Immediate Priorities:
- Adaptation: Revise existing IPC tools specifically for the emerging threat. This includes adjusting SOPs for triage, isolation, and sample collection based on the pathogen’s mode of transmission.
- Surge Planning: Update the national stockpile of IPC supplies and identify priority health facilities that will serve as reference centers for the specific threat.
- Technical Readiness: Coordinate with command structures and other ministries to minimize duplication. Activate training-of-trainer (ToT) strategies to rapidly upskill personnel.
Early and Advanced Priorities:
- Stakeholder Engagement: Allocate partners to specific health facilities where gaps exist.
- System Testing: Use rapid health facility IPC capacity assessments and further simulation exercises to identify and rectify weaknesses within one month of discovery.
Phase 3 (IPC Outbreak Response):
In the response phase, emergency actions exceed the usual level of activity to contain a declared public health threat.
Immediate Priorities:
- Task Force Activation: Convene the IPC task force immediately once the Incident Management System (IMS) is activated.
- Tactical Implementation: Deploy adapted SOPs for patient placement, contact tracing, and visitor management.
- Surge Management: Allocate trained IPC personnel to priority facilities and distribute essential items from the national stockpile.
- Communication: Disseminate specific IPC messaging via social media, radio, and television to reach health workers and the general public.
Early and Advanced Priorities:
- Monitoring for Resurgence: Evaluate epidemiological data continuously. If cases resurge among health workers or patients, return to acute response mode.
- Review and Evaluation: Conduct intra-action or after-action reviews (AAR) to identify successes and failures in the response plan, feeding these lessons back into the Preparedness phase for a new cycle.
Overcoming Implementation Barriers:
The document identifies several systemic barriers and offers evidence-based strategies to mitigate them:
| Barrier: | Strategy to overcome: |
| Lack of IPC Coordination | Establish a coordination body; use drills to clarify roles across different departments. |
| Insufficient Funding | Integrate IPC into broader health system strengthening efforts; advocate for dedicated IPC budget lines. |
| Supply Shortages | Map resources in advance; establish early communication with logistics; develop local regulatory mechanisms for PPE production. |
| Inadequate Community Communication | Involve community members in message development; use “lay” language to enable healthier choices. |
| Specialist Gaps | Define standardized basic IPC training for frontline staff; include IPC-trained staff in Rapid Response Teams (RRT). |
Insights from Global Case Studies:
- Singapore (Readiness): Demonstrated the value of “walkabouts” and nationally-led simulations. Hospitals were assessed on patient journeys from triage to the ICU. Facilities with gaps were required to submit rectification plans within one month.

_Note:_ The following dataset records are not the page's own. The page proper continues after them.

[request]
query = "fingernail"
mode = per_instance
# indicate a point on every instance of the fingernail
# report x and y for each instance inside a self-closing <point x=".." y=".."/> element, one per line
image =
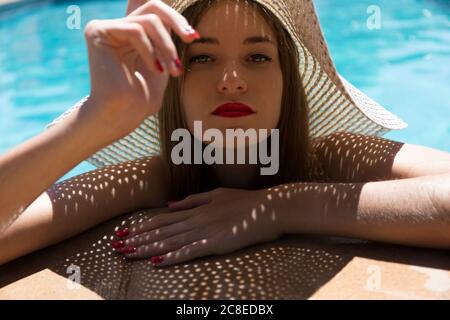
<point x="157" y="259"/>
<point x="127" y="250"/>
<point x="159" y="66"/>
<point x="122" y="233"/>
<point x="118" y="244"/>
<point x="178" y="64"/>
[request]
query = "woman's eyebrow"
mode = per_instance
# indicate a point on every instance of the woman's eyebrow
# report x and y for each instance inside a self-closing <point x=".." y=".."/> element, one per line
<point x="249" y="40"/>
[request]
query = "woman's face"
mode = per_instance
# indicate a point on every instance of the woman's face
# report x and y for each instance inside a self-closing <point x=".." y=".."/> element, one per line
<point x="236" y="60"/>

- Nigeria (Response): Utilized the “Orange Networks”—networks of facilities sharing similar characteristics—to foster peer-to-peer learning and accountability. By December 2020, they had trained 35,500 health workers in targeted IPC practices.
- Yemen (Response): Highlighted the importance of cross-pillar collaboration. In a conflict-fragile setting, IPC was integrated with WASH (Water, Sanitation, and Hygiene) teams to manage water trucks and waste disposal for isolation units.
- Iraq (Training): Proved the feasibility of large-scale, on-the-job training. When lockdowns prevented traditional classroom education, the Ministry of Health shifted to short, 2–3 hour virtual and on-site sessions for teams of 15 workers.
- United Kingdom (Outbreak Control): An investigation into Clostridioides difficile underscored the critical need for a centralized outbreak-control team to manage multi-facility transmission.
Citation: Framework and toolkit for infection prevention and control outbreak preparedness, readiness and response: implementation manual. Geneva: World Health Organization; 2025. Licence: CC BY-NC-SA 3.0 IGO.